Votre assureur est-il assuré ?
Par Nicolas Winter (E05),
PDG de PWA Assurances
La réassurance, mécanisme méconnu du grand public, constitue pourtant l’un des piliers de notre économie moderne. Face à l’intensification des catastrophes naturelles et à l’émergence de nouveaux risques mondiaux, ce système de mutualisation planétaire révèle son rôle crucial : la réassurance comme vecteur de transfert de risque systémique.

Bien que souvent décrié, le secteur de l’assurance demeure un univers méconnu avec des enjeux complexes et diversifiés où les ingénieurs, actuaires, et data scientists ont de nombreuses opportunités de contribuer à la maîtrise de la matière première du secteur : le risque. 

 

Que couvrent les assureurs ?

 

L’assurance joue un rôle clé dans l’économie, permettant aux acteurs publics et privés de se protéger financièrement, de réduire ou d’atténuer les risques, de stabiliser les marchés, d’investir ou d’aider les citoyens à épargner pour leur retraite ou leur avenir. Regardons d’un peu plus près ce qu’est l’assurance. Nous distinguons communément deux grandes familles de portefeuilles :

  • Les risques “vie” qui couvrent les aléas liés à la vie humaine (retraite, invalidité ou décès), qui sont souvent des risques à long terme qui peuvent inclure une composante d’épargne ou d’investissement. Les prestations versées sont des capitaux ou des rentes à échéances convenues.
  • Les risques “non-vie” qui couvrent les aléas liés aux biens (assurance auto, habitation, industrielle), aux responsabilités civiles ou à la santé. Les contrats sont en général convenus à court terme (1 an renouvelable) et les indemnisations vont permettre de couvrir des frais ou des remboursements de sinistres (vols, incendie, etc.).

 

Principes généraux

 

Les assureurs mutualisent l’impact financier d’un évènement qui pourrait s’avérer désastreux pour un seul assuré. Il faut pour cela réunir des conditions d’assurabilité notamment :

  • Un groupe suffisamment important pour créer de la mutualisation
  • Des données disponibles pour calculer le coût du risque
  • Des cotisations abordables pour les clients
  • Un scénario de perte maximale acceptable pour l’assureur 
  • Limiter l’antisélection (seulement les profils les plus risqués souscrivent) car le risque doit rester aléatoire

 

Modèle économique de l’assurance

 

Dans le rapport annuel d’un assureur, vous ne retrouverez pas les indicateurs habituels de rentabilité tels que les marges d’exploitations ou les EBITDA. Les assureurs ont un modèle économique à deux vitesses : 

  • La marge opérationnelle, souvent appelée ratio combiné, qui correspond au résultat de la souscription des risques : il s’agit du ratio entre les sinistres payés plus les frais de fonctionnement (gestion, distribution, etc.) et les primes encaissées. 
  • Le résultat financier qui provient de la fructification des capitaux placés.

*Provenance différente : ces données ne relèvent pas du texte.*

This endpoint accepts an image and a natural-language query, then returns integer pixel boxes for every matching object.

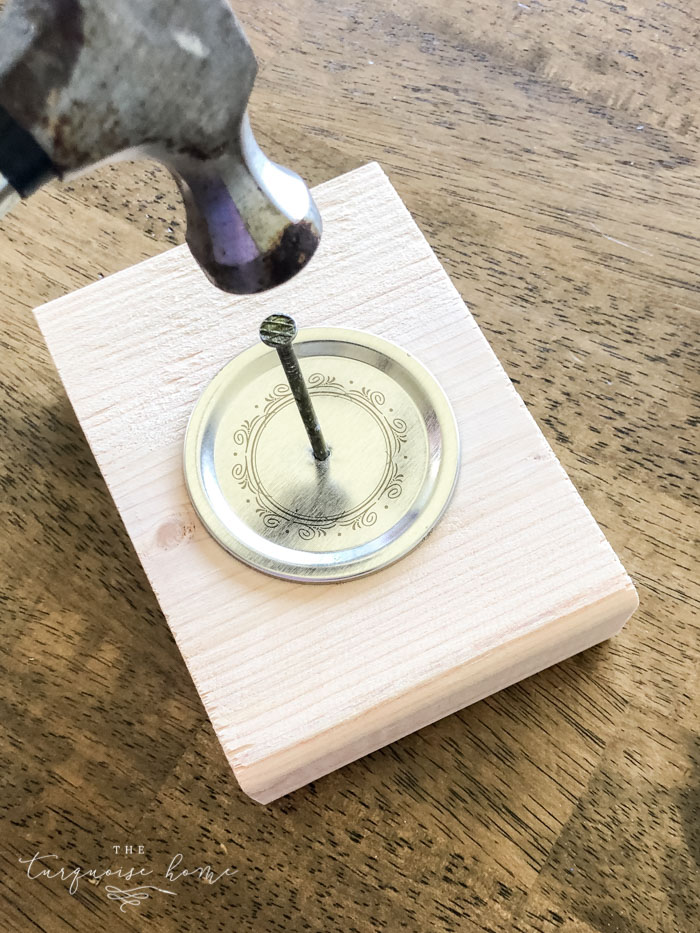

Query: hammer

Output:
[0,0,321,294]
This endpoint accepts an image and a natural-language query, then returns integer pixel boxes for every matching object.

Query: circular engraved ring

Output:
[184,328,459,583]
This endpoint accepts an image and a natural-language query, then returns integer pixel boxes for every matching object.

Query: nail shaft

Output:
[260,314,330,460]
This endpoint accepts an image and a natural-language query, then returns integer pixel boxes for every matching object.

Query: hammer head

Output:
[0,0,321,294]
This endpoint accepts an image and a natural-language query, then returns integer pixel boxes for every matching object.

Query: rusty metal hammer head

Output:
[0,0,321,294]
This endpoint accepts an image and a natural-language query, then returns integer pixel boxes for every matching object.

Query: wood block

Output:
[36,164,637,802]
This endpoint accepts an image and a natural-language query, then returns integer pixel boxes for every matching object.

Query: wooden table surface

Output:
[0,0,700,933]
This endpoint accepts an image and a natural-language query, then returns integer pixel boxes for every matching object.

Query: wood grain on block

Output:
[36,164,637,802]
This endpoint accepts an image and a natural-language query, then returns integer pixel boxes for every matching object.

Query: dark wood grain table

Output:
[0,0,700,933]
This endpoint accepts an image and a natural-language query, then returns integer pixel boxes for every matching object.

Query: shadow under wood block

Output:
[37,164,637,802]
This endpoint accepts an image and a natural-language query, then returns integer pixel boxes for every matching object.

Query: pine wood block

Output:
[36,164,637,802]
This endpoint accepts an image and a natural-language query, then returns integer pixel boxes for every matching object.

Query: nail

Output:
[260,314,330,460]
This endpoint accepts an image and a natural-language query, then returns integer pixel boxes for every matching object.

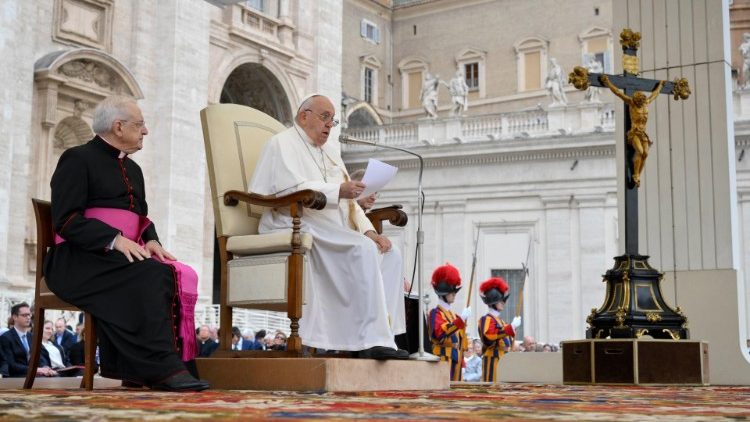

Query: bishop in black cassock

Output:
[44,97,208,391]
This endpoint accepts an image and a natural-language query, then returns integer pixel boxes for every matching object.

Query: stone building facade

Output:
[343,0,750,343]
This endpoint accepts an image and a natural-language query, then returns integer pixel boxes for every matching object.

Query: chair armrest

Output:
[224,189,326,210]
[366,205,409,233]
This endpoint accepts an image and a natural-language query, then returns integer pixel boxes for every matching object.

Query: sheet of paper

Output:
[357,158,398,199]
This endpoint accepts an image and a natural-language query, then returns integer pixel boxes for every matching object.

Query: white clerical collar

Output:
[438,296,451,311]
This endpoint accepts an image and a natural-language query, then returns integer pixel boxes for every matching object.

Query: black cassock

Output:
[44,136,185,383]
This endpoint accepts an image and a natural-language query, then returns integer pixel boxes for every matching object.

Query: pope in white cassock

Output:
[249,95,408,359]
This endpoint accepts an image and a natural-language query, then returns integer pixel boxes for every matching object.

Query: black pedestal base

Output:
[586,255,690,340]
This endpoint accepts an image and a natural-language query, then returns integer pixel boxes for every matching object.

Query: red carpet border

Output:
[0,384,750,421]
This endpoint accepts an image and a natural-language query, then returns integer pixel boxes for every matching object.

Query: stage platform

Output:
[196,357,450,392]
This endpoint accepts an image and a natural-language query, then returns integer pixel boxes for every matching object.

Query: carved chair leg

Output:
[23,308,44,390]
[81,313,97,391]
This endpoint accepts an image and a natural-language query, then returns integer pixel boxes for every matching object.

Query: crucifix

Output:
[568,28,690,339]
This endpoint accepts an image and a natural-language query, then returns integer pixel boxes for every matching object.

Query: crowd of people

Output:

Ainsi, l’augmentation des primes souscrites par l’assureur permet de maximiser le montant des capitaux qu’il pourra faire fructifier, mais il doit garder sous contrôle son résultat de souscription. Ce dernier est rapidement sous pression en cas de sous-tarification ou d’augmentation des risques pendant la période du contrat. Le marché français de la complémentaire santé, qui fait débat dans la presse en ce début 2026, présente les résultats de souscription suivants en 2024 : les contrats de santé individuelle présentent un ratio combiné de 95 % (votre assureur gagne 5 euros quand vous versez 100 euros de prime) et les contrats de santé collective présentent un ratio de 101,8 % (l’assureur de votre entreprise perd 1,8 € quand votre employeur verse 100 euros de prime)1

 

Un assureur est-il assuré ?

 

Revenons à notre question initiale : votre assureur est-il lui-même assuré ? La réponse est bien entendu positive, et le principal mécanisme d’assurance entre assureurs est appelé la réassurance. Un assureur peut mettre en place deux types de protection :

  • Un “traité” de réassurance protège l’ensemble d’un portefeuille sans distinction des risques individuels couverts. L’assureur cède systématiquement une partie de ses risques à un réassureur, selon des règles prédéfinies (pourcentage, plafond, type de risque).

Par exemple, un assureur cède 10 % des cotisations de son portefeuille automobile et en retour 10 % des sinistres automobiles sont protégés par le réassureur.

  • Une réassurance “facultative” permet au cas par cas à l’assureur de proposer un transfert de risque à des réassureurs pour une négociation individuelle. Il peut s’agir de risques exceptionnels, comme des grands projets de construction ou des complexes industriels présentant des risques pouvant avoir un impact élevé sur les capitaux des assureurs en cas de sinistre catastrophique (une raffinerie, des usines de semi-conducteurs, des mines, etc.).